The activists said Russian criminals have been emboldened by a 2013 law that made it a crime to expose children to gay “propaganda,” part of a Kremlin-backed effort to defend traditional family values and counter the influence of what it considers a decadent West.
The latest victim a prominent St. Petersburg economist, said several men burst into the apartment where he was meeting his date. Claiming that his date was under age, they threatened to call the police and to release a video they had secretly filmed unless he paid up.
The St. Petersburg economist, however, did go to the police. He spoke to The Associated Press on condition of anonymity out of fear that his attackers, who know where he lives, would seek retribution if they learned that he had reported them.
The economist, who gave his age as “about 30,” said he thought they were lying about his date being a minor. But he said the attackers beat and threatened him – and suggested they had friends in the police force who they said would lock him up on fabricated charges.
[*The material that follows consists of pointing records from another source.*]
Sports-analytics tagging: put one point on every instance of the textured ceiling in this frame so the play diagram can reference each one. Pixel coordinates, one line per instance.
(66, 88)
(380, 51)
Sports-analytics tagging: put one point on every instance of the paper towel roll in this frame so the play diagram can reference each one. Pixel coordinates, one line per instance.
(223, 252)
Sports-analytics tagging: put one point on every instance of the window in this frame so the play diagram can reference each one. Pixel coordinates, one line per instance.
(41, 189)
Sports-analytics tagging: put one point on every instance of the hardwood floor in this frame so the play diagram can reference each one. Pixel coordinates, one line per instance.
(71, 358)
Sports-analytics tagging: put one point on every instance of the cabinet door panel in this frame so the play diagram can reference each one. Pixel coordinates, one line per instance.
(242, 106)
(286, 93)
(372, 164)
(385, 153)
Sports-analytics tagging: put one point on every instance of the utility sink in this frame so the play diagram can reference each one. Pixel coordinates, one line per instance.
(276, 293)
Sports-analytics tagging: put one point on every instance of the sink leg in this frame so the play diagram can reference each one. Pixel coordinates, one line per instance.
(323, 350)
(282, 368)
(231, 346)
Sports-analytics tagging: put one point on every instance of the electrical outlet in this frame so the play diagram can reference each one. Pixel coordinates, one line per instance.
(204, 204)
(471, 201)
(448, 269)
He said they demanded more than 100,000 rubles ($1,500). One of them took his bank card and cleaned out his account, and they released him only after he agreed to transfer the balance the next day, he said.
St. Petersburg police spokesman Vyacheslav Stepchenko of course said he had not heard about these blackmail cases and said he wasn’t aware of any anti-gay attacks being registered in the city in recent years.
In both America and Great Britain in the 1950’s and 60’s when homosexuality was illegal many gay men were also blackmailed, although only a fraction came to the attention of the police. The film Victim of 1961 brought these issues to a mainstream audience. It starred Dirk Bogarde as a repressed, married homosexual taking on the blackmailers who drove his partner to suicide.